The four-year long study was funded by Denmark's Danida Council for Development Research. The study, conducted by doctors from the All India Institute of Medical Sciences (AIIMS) during 2004-08 in a South Delhi slum, found that of the 207 households, only two preferred to visit the government dispensary located four kilometres from the settlement. The others felt that non-qualified medical practitioners are more humane, more communicative and offer more payment options for daily wage workers.
The study also found that non-qualified medical practitioners as well as qualified doctors prescribed similar medicines for illnesses like fever, diarrhoea, dengue, vaginal discharge and tuberculosis on first consultation. The majority of these quacks were former employees with chemists, clinics or hospitals, the researchers said.
"These quacks are the only ones who are physically present in such urban slums. Enacting laws to prohibit their practice will not make any difference, as even today, they are running their clinics without any legal protection," said C S Pandav, lead researcher and head of community medicine, AIIMS.

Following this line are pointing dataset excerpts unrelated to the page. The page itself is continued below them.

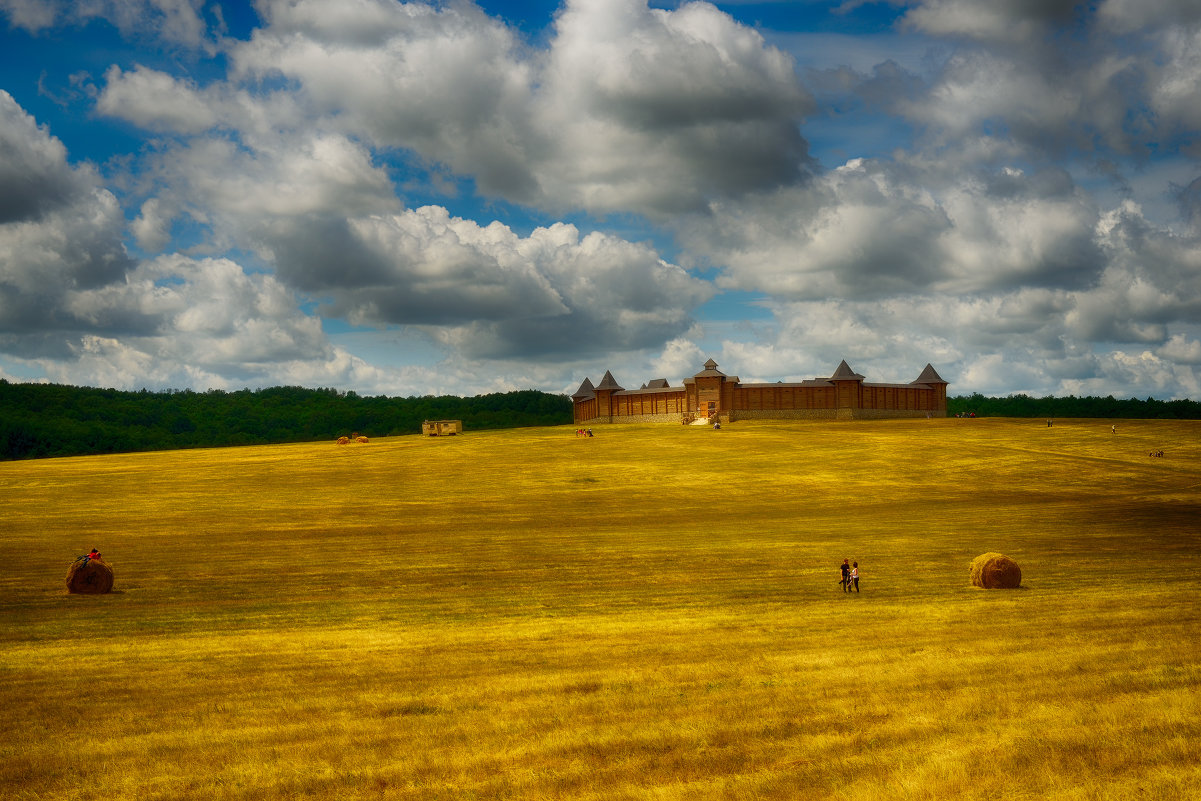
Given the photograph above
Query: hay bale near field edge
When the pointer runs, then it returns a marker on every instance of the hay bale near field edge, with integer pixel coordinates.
(996, 572)
(89, 577)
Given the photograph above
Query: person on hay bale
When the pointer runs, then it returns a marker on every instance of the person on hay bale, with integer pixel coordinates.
(89, 574)
(89, 556)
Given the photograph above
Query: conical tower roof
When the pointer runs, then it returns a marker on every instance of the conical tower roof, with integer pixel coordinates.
(585, 390)
(609, 382)
(844, 372)
(710, 370)
(928, 376)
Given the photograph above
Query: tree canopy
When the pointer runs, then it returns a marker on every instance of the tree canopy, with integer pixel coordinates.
(58, 420)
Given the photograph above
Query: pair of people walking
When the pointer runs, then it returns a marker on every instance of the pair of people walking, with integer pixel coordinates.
(849, 575)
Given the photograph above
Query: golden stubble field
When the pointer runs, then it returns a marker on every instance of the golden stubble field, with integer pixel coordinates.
(649, 614)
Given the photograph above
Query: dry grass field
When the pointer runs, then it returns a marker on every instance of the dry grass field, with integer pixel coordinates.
(649, 614)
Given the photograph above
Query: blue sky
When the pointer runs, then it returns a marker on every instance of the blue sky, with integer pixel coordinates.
(455, 197)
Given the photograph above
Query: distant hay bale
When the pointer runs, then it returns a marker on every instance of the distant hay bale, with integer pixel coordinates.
(89, 577)
(996, 572)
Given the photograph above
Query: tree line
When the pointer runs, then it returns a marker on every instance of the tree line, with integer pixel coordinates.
(39, 420)
(1073, 406)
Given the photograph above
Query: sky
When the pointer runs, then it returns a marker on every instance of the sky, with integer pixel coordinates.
(412, 198)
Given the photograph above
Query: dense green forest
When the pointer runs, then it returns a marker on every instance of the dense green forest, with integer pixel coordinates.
(57, 420)
(1073, 406)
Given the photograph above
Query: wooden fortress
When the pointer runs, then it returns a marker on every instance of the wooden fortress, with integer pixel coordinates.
(713, 396)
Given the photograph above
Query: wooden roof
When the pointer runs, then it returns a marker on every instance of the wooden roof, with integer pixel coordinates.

"Having realised the ground situation, I feel that the central government's proposed National Urban Health Mission (NUHM) should factor in their presence before framing policies. Until there is a credible alternative, they will continue to play a role in the healthcare delivery network in slum areas," he added.
The researchers also quoted Delhi Medical Council estimates to suggest that about 40,000 such non-qualified medical practitioners are functioning as the primary healthcare contact.
According to them, police raids to close down such clinics often prove unsuccessful due to the local support enjoyed by such practitioners.
Besides Delhi, studies were also conducted in Bhubhaneswar to understand the healthcare patterns of the urban poor. Bhubhaneswar however presented a different picture, with a very low presence of non-qualified medical practitioners. Most of the rural households in the area said that their first point of contact is the local chemist and not the doctor.
Reacting to the study, Suyash Prakash, mission director, Delhi State Health Mission said that two-thirds of Delhi's population of over 11 million live in the slums. "If 80 per cent of these 11 million are being attended to by non-qualified medical practitioners, it is a serious matter," he said.
He added that there are no credible figures for the number of quacks in Delhi and put the number at 5,000.